Using the methods of New Criticism, generic criticism, classical Freudian theory, and psychobiography, Dr. Brenner extracts from Hemingway’s deceptively “artless” workds their dynamic but hidden aims. When viewed from these combined critical perspectives, the justly acclaimed novels, the troublesome nonfiction, and even stories dismissed as mediocre take on dimensions of meaning and significance that have previously gone undetected.

Professor Brenner’s revisionary reading divides Hemingway’s mature writings into five phases in order to trace Hemingway’s obsession and two related ideas: that until his last phase, Hemingway’s novels and books of nonfiction were experimental—an intention he tried rigorously to conceal—and that his aesthetic aim, during all phases of his career, was to conceal his art and his cunning as an artist.

To the first phase, which he terms the Thesis Phase, Brenner assigns A Farewell to Arms and The Sun Also Rises; to the second, the Aesthetic Phase, the nonfictional Death in the Afternoon and Green Hills of Africa. The third or Aristotelean Phase contains To Have and Have Not and For Whom the Bell Tolls, conscious attempts to write, first, a classical tragedy and, second, a classical epic. Across the River and into the Trees belongs to the Imitative Phase, Dante’s Divine Comedy being Hemingway’s deliberate, concealed model.
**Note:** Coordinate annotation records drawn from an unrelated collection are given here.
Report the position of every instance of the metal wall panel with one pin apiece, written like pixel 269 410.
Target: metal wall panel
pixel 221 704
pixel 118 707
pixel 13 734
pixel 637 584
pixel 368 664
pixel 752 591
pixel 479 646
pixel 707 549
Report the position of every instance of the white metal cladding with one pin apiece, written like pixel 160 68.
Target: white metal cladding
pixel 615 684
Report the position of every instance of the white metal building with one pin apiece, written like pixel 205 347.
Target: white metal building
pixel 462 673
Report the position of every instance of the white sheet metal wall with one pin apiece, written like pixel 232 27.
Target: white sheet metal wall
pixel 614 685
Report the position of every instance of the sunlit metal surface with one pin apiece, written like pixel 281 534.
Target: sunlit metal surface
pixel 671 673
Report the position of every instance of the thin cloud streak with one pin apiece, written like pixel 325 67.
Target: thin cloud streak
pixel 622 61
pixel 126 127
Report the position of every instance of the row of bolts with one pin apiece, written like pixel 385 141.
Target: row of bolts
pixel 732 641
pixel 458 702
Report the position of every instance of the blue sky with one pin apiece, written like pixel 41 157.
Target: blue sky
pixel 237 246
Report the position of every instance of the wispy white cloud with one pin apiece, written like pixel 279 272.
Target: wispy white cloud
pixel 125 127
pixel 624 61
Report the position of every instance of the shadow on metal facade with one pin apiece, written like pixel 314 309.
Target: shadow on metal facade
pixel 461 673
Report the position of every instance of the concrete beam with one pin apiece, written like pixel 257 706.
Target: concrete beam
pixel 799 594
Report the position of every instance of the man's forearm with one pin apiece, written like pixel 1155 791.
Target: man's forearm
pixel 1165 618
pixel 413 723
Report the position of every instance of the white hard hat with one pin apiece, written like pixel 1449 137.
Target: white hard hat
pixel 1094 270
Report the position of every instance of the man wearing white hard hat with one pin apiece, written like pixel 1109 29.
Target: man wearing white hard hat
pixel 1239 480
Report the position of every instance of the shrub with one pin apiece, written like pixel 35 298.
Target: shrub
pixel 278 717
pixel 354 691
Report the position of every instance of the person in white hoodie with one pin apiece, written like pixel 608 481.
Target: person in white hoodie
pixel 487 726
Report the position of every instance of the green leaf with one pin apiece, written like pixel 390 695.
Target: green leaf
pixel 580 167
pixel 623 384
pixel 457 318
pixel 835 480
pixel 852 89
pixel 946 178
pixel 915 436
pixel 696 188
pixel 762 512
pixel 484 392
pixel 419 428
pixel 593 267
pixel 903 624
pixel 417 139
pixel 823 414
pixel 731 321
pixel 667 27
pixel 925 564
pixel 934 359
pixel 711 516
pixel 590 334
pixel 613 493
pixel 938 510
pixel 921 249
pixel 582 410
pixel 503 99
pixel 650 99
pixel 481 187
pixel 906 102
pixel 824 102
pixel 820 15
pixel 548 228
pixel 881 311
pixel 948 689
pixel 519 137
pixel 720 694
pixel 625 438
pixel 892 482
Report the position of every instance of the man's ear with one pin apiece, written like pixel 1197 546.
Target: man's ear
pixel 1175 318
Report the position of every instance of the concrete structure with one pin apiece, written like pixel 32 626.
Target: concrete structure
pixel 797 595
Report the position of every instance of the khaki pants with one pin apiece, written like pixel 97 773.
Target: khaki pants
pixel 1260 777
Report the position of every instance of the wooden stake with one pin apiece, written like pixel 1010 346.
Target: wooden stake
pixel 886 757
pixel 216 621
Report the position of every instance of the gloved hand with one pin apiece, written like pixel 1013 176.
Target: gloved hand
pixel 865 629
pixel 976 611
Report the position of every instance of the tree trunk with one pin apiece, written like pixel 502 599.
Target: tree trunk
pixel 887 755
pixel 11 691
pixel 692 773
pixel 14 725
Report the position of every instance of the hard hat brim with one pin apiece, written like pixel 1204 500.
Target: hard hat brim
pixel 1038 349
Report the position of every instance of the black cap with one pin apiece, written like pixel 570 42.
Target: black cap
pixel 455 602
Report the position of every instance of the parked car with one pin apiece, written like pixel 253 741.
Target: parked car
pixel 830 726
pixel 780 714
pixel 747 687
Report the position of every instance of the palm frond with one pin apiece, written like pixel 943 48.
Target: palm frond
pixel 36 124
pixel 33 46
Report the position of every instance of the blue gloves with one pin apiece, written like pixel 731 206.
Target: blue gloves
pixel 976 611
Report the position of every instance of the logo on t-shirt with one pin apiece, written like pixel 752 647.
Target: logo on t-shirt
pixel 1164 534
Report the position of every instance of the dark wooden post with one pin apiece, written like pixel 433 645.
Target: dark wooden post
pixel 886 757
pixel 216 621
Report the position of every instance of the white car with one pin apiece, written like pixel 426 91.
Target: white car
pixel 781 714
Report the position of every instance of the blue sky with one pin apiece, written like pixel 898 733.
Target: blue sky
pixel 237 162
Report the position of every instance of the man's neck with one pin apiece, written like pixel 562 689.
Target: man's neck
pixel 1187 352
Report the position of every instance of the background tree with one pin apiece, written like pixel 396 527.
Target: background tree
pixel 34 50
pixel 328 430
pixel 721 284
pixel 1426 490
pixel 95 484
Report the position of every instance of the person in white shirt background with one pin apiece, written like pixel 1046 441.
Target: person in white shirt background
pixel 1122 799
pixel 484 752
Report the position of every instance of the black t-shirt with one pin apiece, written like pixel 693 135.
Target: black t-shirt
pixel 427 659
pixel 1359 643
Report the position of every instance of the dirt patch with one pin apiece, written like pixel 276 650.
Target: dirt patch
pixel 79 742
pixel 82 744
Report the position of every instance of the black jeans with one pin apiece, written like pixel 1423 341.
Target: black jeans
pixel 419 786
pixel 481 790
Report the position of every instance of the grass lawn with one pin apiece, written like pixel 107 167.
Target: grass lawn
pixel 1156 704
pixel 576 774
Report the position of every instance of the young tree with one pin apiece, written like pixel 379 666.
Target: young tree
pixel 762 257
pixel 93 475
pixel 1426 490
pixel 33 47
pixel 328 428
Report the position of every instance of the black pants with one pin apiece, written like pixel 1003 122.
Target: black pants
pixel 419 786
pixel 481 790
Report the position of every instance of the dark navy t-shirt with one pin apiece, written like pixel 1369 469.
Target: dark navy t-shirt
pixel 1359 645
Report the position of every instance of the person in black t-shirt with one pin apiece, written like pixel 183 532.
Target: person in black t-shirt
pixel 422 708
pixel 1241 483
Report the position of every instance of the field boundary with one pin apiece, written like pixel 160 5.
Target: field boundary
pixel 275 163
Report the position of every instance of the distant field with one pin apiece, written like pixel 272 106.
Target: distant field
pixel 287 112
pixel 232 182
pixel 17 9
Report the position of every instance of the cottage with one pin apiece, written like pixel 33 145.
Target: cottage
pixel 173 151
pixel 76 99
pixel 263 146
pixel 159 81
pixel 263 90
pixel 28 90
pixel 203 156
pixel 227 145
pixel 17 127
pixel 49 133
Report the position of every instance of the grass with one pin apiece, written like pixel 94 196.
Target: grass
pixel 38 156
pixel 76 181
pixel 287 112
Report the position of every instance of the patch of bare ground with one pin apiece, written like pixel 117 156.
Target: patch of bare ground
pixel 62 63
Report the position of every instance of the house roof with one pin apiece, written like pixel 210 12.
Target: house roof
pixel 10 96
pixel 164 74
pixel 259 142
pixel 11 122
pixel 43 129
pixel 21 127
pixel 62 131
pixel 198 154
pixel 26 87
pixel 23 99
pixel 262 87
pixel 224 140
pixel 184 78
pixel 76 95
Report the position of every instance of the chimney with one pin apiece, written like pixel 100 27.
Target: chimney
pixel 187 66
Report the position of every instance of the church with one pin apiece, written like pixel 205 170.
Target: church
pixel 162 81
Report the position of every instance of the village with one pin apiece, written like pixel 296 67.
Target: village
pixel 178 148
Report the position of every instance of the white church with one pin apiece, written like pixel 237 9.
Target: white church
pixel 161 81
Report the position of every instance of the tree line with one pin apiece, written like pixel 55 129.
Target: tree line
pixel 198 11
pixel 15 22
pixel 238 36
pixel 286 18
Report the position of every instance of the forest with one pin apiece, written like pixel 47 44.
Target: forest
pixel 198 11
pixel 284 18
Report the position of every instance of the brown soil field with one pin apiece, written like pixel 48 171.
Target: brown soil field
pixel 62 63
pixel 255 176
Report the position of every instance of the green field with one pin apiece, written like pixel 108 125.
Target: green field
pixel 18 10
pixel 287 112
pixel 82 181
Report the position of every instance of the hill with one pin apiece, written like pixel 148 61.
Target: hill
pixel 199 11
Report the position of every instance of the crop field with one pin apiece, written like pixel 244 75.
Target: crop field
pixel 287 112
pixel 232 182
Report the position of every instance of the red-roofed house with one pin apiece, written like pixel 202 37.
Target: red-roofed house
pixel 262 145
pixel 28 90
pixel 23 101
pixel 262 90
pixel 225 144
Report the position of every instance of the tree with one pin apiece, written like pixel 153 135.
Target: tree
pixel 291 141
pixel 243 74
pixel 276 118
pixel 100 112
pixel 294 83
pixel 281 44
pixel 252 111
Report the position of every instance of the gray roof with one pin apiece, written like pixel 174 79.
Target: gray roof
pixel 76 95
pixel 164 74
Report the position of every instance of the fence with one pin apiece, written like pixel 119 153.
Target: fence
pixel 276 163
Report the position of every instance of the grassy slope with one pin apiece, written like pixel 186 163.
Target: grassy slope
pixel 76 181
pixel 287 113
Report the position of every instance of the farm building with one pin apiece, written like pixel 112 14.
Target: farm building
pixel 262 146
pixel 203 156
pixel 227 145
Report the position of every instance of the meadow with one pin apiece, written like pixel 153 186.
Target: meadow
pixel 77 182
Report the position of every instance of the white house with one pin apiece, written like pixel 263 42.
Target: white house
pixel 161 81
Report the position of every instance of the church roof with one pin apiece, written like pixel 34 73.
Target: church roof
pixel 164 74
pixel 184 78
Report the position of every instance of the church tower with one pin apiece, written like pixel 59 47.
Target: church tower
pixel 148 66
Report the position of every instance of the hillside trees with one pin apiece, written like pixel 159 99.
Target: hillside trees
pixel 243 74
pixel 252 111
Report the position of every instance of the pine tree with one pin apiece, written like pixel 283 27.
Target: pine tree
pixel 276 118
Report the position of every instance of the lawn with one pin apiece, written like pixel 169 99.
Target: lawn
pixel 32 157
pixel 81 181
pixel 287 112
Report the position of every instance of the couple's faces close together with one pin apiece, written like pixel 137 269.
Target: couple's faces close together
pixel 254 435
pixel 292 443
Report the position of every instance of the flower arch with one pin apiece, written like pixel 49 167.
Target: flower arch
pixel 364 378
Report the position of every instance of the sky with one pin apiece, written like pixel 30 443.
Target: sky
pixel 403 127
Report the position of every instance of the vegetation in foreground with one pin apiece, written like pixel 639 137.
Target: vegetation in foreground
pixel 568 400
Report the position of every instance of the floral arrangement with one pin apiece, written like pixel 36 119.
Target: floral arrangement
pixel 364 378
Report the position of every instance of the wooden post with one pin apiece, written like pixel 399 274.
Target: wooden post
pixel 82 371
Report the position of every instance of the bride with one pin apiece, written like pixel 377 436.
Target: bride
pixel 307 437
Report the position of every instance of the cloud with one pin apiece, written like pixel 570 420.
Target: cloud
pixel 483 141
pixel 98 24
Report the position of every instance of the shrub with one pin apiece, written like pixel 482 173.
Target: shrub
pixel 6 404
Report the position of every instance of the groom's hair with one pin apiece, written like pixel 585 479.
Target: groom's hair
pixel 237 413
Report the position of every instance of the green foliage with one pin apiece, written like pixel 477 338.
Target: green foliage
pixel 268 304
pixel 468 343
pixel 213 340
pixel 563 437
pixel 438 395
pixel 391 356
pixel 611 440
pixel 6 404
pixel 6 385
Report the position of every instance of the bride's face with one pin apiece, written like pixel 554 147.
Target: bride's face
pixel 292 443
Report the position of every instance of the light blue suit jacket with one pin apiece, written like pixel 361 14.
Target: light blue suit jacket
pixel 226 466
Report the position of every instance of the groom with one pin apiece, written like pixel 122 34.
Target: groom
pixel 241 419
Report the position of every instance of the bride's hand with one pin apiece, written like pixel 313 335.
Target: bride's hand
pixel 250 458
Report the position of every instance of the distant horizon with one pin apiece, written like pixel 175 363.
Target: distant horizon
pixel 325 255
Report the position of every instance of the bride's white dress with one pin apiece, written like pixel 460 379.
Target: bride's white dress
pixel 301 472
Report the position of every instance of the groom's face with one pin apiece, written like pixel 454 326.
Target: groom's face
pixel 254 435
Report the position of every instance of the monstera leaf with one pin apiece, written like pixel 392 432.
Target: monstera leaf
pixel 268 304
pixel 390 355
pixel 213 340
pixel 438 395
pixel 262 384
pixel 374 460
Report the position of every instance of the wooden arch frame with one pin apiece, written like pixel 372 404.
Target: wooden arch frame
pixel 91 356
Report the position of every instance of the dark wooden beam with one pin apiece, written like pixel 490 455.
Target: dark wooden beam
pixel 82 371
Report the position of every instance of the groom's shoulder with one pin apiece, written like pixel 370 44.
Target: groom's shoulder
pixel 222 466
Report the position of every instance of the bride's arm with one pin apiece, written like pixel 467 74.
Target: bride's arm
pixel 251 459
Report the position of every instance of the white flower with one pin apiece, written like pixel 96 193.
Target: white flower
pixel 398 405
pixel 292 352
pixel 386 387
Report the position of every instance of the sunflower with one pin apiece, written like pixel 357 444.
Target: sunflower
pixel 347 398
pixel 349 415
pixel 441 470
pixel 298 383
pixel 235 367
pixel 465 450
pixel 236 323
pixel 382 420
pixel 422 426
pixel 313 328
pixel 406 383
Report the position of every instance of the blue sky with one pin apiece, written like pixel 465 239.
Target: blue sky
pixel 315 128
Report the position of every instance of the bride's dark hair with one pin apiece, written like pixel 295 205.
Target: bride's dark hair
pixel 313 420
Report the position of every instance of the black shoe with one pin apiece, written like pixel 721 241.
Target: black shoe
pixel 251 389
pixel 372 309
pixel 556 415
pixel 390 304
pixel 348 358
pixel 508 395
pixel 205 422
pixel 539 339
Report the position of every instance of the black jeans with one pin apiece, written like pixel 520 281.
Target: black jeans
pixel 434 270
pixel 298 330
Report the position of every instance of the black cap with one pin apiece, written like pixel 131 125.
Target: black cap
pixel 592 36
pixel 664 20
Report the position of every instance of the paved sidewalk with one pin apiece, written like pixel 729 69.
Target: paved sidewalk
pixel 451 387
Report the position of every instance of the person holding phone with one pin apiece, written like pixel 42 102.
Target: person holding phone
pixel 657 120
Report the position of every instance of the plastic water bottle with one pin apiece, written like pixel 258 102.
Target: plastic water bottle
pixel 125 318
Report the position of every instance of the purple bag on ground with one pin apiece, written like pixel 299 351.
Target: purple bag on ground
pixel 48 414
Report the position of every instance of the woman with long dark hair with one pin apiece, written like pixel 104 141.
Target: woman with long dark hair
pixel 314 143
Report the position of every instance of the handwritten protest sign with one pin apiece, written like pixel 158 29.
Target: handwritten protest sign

The fifth and final phase—the Antithetical—produced the rich but deeply flawed The Old Man and the Sea, Islands in the Stream, The Dangerous Summer, and A Moveable Feast.

The writer who emerges in Professor Brenner’s incisive analysis is the same Hemingway characterized by his biographer, Carlos Bakers, as “a man of many contradictions.” A masculine swagger and much publicized sexuality mask a latent homoeroticism. The flamboyant exhibitionism of “Papa Sportif” hides the self-disciplined, solitary, and secretive craftsman. But beyond these contrarieties of public persona and private self, Brenner finds an artist who early in his career formed the habit of concealing the techniques, models, and sources for his work—the habit that later on, in the middle of his career, led him to conceal as well the literary formulas he used.

This cunning, craftiness, duplicity, and deviousness become, in Professor Brenner’s view, crucial, even necessary, but until now ignored ingredients in our understanding of Hemingway’s artistry and his obsession with his father—the figure whose inspiriting, tormenting, and unremitting influence was the primary source of his son’s aims and ambivalences, anxieties, and desires: the figure whose presence, company, certification, belief, and “patient approving witness” Hemingway sought through all of his life, and the figure to whom the voice in his writing continuously spoke.

Gerry Brenner is professor of English at the University of Montana.